Due to mutual interaction atoms can self-organize and form a space crystal. In 2012 Frank Wilczek asked the question if a similar phenomenon can occur in the time domain, i.e. if a many-body system can self-organize in time and spontaneously start a periodic motion. Original Wilczek idea turned out to be impossible to realize, however, it became an inspiration to other scientists.

In 2015 the first article on the so-called discrete time crystals was published, Sacha, Phys. Rev. A, where it was shown that periodically driven interacting atoms can spontaneously self-organize and start moving with a period twice longer than the driving period. A year later independent ideas on discrete time crystals were published. In 2017 two groups performed experiments where discrete time crystals were realized. The results were announced in Nature magazine, J. Zhang et al. and S. Choi i et al, see also News and Views in Nature and News of Polish Sicience or a lecture in CFT PAN. and in Vlinus, Physics World 2020

In our group we have been carrying the research on time crystals from the very beginning. It is already known that time crystals, similarly as space crystals, can be conductors or insulators, Sacha, Sci. Rep. 2015.

A book on "Time Crystals" is available
and lecture series on "TIME CRYSTALS" - YouTube.

Cold Quantum Gases

Development in trapping and cooling of dilute atomic gases allows experimentalists to obtain Bose-Einstein condensates of bosonic atoms and also to reach transition to a superfluid state in cold fermionic gases. In our group we do theoretical research in such degenerate atomic gases. Our interests concern: collective excitation in atomic gases (such as solitons and vortices), cold gases in optical lattice potentials (i.e. realizations of solid state models in atomic gases), analysis of a measurement problem in the quantum many body systems, possibilitiesof realization of field theory models.
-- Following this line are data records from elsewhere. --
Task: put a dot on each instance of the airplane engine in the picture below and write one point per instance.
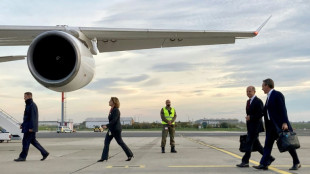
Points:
(60, 62)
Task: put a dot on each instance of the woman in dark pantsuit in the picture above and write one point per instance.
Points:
(114, 131)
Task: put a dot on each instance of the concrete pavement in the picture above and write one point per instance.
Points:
(196, 154)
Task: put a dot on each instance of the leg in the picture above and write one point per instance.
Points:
(267, 149)
(259, 146)
(164, 135)
(36, 144)
(119, 140)
(26, 144)
(171, 134)
(249, 143)
(107, 141)
(294, 155)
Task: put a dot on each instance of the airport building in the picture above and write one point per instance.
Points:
(68, 123)
(92, 122)
(216, 122)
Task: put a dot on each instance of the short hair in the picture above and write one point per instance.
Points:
(28, 94)
(269, 82)
(116, 102)
(252, 87)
Ionization in Strong Laser Fields

Recent development in the laser technology allow experimental studies of high order harmonic generation, above threshold ionization and multi-electron effects, such as a non-sequential double ionization. While the single ionization of atoms or molecules, as well as the high order harmonic generation can be described within a single active electron model, such an approximation in the case of multiple ionization and laser intensity below the saturation value gives ionization rates that are much smaller than experimentally observed, indicating that interactions between electrons are important. Having that in mind, in our group we consider the multiple ionization of atoms and molecules both from a classical and a quantum point of view.